Ask a random digital ad buyer how she feels about the shift to a Viewable Impression standard and you’re likely to get an upbeat response. But she may not realize the efficiency and cost savings that come from buying only in-view ads can mask a significant problem on the reporting side.
The issue is this: Even if an advertiser is paying only for in-view impressions, those junk ad placements can continue to fire view-through cookies, earning credit for the ad in post-conversion attribution. In a sense, it’s no different from the display ad view-through debate that has been raging for years (Did the user really see my ad?). But with viewable impression tracking, buyers may not realize the below-the-fold ad that was never seen or paid for could still generate a “false positive” in their attribution models.
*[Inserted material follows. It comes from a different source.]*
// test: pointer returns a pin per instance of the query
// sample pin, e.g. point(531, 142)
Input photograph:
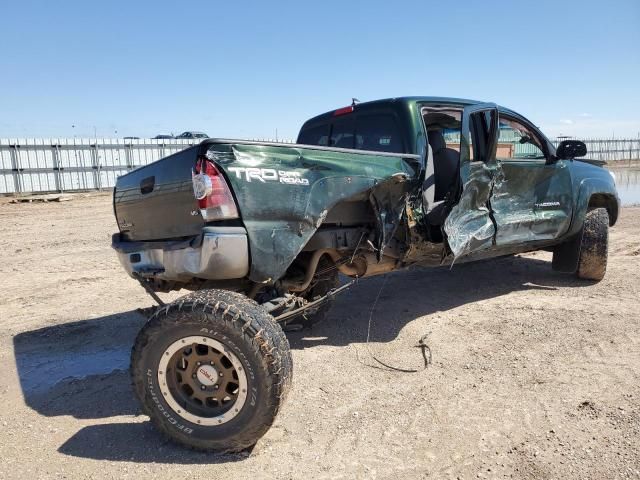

C3 Metrics talks about this in a white paper out today. COO Jeff Greenfield writes, “Just because brands and agencies might not pay for an unviewed impression doesn’t mean that cookies won’t be set, and when cookies are set, display ads not actually displayed will receive credit. Thus, expect that the post-viewability world will focus on a new question: how do we ignore unviewable impressions and assign credit only to viewable impressions?”
But wait, you say, isn’t this already being solved by the availability of “pre-bid” data feeds from ad verification companies? In theory such feeds could prevent advertisers from ever bidding on inventory unlikely to be in view. No-bid-placed means no-ad-served, and no-ad-served means no-cookie-fired. Right?
Not exactly, according to Greenfield, who says there will continue to be a significant number of non-viewable impressions. He tells AdExchanger, “All you’re looking at with ‘pre-bid’ is what just happened 30 seconds ago” and the accumulation of impression factors including publisher, ad type, page position, and so on… At least over the next two years there’s going to be a lot of unviewable inventory out there.” (More on ‘pre-bid’ verification)
It’s a complicated problem, since agencies are working with comScore showing tens of millions of daily impressions with cookie IDs — and trying to map those impressions to conversions. To solve it, ad viewability must be baked into the ad serving and tracking system – something that (no surprise) C3 says it can address.